In realtà, si tratta di una teoria giuridica nata nelle facoltà di legge negli anni ’70 e ’80 per spiegare la persistenza delle diseguaglianze razziali dopo l’approvazione del Civil Rights Act nel 1964. Sviluppata da un ex professore di diritto di Harvard, esamina i modi in cui il razzismo è stato incorporato nella legge americana e in altre istituzioni moderne, mantenendo il vantaggio dei bianchi sulle minoranze etniche. Ma per i legislatori della Florida e degli altri Stati dove sono state approvate leggi simili, che puntano a impedire i dibattiti sul razzismo, tra cui il Tennesee, il Texas, l’Iowa e l’Idaho, sarebbe pericolosa perché enfatizzerebbe il ruolo del razzismo sistemico con un effetto dannoso sui bambini. In realtà, questa “teoria” non è ufficialmente prevista nei curriculum della scuola secondaria di questi stati.

La nuova battaglia per l’anima degli Stati Uniti

Eppure ora anche timidi riferimenti al razzismo sistemico nelle classi potranno essere sanzionati.

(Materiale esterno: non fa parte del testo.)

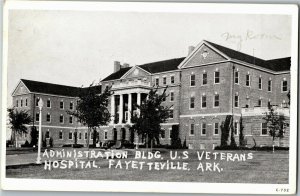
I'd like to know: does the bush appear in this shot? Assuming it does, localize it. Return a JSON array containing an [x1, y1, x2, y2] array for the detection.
[[21, 140, 32, 147]]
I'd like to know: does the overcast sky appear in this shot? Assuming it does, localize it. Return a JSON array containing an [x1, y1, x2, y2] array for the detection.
[[8, 10, 291, 105]]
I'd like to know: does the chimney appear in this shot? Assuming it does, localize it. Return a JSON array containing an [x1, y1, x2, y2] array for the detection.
[[122, 63, 129, 68], [188, 46, 195, 55], [114, 61, 121, 72]]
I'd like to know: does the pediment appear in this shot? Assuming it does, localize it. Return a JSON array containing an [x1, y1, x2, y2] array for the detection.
[[179, 42, 228, 68], [12, 81, 30, 96], [121, 66, 150, 79]]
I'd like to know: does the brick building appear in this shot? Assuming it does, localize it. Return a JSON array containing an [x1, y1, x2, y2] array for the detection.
[[13, 40, 291, 149]]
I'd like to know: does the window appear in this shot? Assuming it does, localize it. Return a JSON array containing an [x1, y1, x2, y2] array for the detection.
[[190, 123, 195, 135], [258, 76, 262, 90], [45, 129, 50, 139], [190, 97, 195, 109], [234, 122, 239, 135], [201, 123, 206, 135], [47, 99, 51, 108], [46, 113, 51, 122], [234, 71, 239, 84], [200, 144, 205, 150], [214, 94, 219, 107], [268, 79, 272, 92], [246, 74, 250, 86], [234, 95, 239, 108], [58, 130, 63, 140], [59, 100, 64, 109], [35, 112, 40, 121], [214, 123, 219, 135], [201, 95, 206, 108], [163, 77, 167, 85], [171, 76, 175, 84], [190, 74, 196, 86], [104, 131, 108, 140], [35, 97, 40, 106], [215, 71, 220, 84], [202, 73, 207, 85], [160, 129, 166, 139], [69, 116, 73, 124], [257, 98, 261, 107], [59, 114, 64, 123], [70, 102, 74, 110], [282, 80, 287, 92], [169, 109, 174, 119], [261, 123, 268, 135], [170, 92, 174, 101], [155, 78, 159, 86]]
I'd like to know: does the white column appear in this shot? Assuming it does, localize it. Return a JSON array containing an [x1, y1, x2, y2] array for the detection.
[[119, 94, 123, 124], [110, 95, 115, 124], [137, 92, 141, 115], [127, 93, 132, 123]]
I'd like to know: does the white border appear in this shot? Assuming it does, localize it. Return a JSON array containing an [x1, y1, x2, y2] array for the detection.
[[1, 1, 298, 194]]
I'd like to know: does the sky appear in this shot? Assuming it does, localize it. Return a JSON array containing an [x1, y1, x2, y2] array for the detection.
[[7, 7, 291, 105]]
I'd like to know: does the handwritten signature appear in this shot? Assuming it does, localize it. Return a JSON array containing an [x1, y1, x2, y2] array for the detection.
[[221, 30, 281, 51]]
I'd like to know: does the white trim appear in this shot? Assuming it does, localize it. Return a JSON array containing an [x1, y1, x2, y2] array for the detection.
[[200, 122, 208, 136], [230, 59, 290, 75], [260, 122, 269, 136], [267, 78, 273, 92], [281, 78, 288, 93], [179, 112, 241, 118], [214, 70, 221, 84], [160, 123, 179, 126], [11, 80, 31, 97], [178, 40, 230, 69], [58, 130, 64, 140], [189, 123, 196, 137], [213, 122, 220, 136], [258, 76, 263, 90], [213, 93, 220, 108], [46, 112, 51, 123], [245, 72, 251, 87], [190, 72, 196, 87], [119, 65, 151, 80], [200, 94, 207, 109]]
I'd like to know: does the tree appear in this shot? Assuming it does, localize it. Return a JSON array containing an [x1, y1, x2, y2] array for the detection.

L’approvazione delle tre leggi che si apprestano a ricevere la firma di DeSantis dimostra come in Florida i conservatori stiano raggiungendo molti degli obiettivi che i repubblicani vorrebbero ottenere su larga scala per quanto riguarda il progresso dei diritti civili nel Paese, e rendono quella del governatore una “battaglia per l’anima degli Stati Uniti”, opposta a quella di Joe Biden, che nel 2017 decise di scendere in campo con questo slogan dopo la marcia dei suprematisti bianchi a Charlottesville, in Virginia, durante la quale una manifestante antirazzista rimase uccisa da un’auto lanciata sulla folla. Una violenza che l’allora presidente Donald Trump non condannò subito, affermando che “c’erano brave persone da entrambe le parti”.